According to the Pollinator Partnership, many pollinators are federally “listed species,” which means there have been observed decline in populations. The decline of the honey bee is especially concerning, with a loss of around half of the managed honey bee colonies in the past ten years. The Nature Conservancy names this dying species “the greatest pollinating machine when it comes to agriculture,” which highlights the danger involved in losing the honey bee.

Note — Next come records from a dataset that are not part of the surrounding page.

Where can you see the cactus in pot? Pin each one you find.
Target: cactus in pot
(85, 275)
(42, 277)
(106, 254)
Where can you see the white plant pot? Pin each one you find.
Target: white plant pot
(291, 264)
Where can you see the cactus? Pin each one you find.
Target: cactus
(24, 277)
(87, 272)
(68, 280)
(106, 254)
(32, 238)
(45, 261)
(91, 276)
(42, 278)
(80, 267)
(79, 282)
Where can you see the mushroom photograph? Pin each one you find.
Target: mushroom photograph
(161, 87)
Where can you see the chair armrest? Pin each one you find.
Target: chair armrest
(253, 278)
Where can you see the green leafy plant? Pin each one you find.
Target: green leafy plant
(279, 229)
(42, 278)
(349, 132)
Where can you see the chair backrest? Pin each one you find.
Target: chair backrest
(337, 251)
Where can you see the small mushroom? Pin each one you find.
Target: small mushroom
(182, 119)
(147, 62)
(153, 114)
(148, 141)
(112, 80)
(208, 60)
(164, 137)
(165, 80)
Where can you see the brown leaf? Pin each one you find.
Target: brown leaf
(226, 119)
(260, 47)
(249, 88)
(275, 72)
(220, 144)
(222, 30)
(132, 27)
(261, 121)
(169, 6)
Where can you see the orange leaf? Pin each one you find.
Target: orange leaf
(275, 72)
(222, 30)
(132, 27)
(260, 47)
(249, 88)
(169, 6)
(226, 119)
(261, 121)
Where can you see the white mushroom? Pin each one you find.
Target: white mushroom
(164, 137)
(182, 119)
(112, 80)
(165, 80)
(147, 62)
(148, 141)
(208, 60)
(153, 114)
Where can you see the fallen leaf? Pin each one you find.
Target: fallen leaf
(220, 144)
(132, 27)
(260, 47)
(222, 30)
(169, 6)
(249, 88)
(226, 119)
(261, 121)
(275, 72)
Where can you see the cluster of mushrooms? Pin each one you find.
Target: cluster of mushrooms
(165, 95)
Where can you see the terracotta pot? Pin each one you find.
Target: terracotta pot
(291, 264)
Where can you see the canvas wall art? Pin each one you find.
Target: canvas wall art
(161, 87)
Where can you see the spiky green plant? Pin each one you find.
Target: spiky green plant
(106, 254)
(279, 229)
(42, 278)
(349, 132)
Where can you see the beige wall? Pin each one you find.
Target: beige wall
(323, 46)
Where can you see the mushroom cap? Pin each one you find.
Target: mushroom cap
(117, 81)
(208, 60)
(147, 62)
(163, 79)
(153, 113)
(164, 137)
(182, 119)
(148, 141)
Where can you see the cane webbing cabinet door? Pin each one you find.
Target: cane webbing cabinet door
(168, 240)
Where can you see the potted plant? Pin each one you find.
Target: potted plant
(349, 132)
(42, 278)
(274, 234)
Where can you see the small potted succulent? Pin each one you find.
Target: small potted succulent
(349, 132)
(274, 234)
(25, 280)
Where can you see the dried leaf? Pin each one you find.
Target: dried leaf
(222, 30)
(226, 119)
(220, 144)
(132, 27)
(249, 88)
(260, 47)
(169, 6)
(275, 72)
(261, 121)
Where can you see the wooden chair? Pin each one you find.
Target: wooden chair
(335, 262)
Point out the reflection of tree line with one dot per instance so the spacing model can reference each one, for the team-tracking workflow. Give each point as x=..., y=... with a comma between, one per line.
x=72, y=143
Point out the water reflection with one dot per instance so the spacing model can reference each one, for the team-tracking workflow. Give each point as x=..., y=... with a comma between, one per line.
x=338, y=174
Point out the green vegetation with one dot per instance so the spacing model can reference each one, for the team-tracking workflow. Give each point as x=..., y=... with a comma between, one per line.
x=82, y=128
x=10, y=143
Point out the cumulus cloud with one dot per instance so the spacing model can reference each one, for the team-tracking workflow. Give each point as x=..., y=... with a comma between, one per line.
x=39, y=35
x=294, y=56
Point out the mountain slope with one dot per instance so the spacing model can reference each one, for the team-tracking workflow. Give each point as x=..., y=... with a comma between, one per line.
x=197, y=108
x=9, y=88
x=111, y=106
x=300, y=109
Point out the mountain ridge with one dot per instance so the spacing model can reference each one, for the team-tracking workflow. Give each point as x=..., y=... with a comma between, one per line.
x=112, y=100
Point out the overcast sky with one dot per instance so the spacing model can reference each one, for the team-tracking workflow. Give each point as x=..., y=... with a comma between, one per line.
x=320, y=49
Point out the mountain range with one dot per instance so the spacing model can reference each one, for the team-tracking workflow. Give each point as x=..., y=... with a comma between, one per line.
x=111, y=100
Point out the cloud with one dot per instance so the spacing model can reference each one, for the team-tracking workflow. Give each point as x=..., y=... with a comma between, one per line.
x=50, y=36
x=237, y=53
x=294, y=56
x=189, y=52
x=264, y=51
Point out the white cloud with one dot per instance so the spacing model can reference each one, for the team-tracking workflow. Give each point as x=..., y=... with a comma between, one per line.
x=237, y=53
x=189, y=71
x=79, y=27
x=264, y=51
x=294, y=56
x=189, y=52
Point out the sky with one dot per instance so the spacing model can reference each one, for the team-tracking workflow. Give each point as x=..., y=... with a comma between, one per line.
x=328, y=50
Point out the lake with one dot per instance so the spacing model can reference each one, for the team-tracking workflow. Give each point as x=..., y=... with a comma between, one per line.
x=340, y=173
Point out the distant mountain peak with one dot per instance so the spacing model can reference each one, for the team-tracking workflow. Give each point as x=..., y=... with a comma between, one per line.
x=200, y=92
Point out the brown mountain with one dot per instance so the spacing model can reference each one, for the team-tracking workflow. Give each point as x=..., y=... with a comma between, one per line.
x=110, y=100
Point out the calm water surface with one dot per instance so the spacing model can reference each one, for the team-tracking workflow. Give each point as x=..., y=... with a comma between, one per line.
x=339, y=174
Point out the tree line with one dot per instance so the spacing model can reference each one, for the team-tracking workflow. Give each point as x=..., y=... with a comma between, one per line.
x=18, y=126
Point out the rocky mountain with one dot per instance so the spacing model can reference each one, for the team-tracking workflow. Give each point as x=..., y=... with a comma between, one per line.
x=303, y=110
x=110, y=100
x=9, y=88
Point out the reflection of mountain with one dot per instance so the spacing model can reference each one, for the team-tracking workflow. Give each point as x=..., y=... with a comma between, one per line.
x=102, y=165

The loss of pollinators has many causes, from destruction of habitat to the overuse of chemicals and pesticides. As numbers continue to fall, the situation may appear dire, but there are things that anyone can do to help save pollinators and U.S. agriculture.
How can we help?
One of the easiest ways to start is to plant pollinator-friendly plants in your backyard. Some favorites of the honey bee include zinnias, hyacinths, golden rod, and bee balm. For bird pollinators like the hummingbird, bright red, nectar producing plants are a good choice. The USDA Forest Service also recommends that these flowers be tubular with a strong support for perching. Some examples include trumpet honeysuckle and manzanita. The best choices are always native plants, or plants that naturally occur in a particular area.
Additionally, the use of natural fertilizers and pesticides will help reduce the impact on bees who visit your garden. Instead, we can rely on other insects like lady bugs and praying mantises to eliminate the produce-eating pests. With strong, wide-spread populations of honey bees and other pollinators, U.S. agriculture will reap the benefits, providing humanity with successful crop production year round.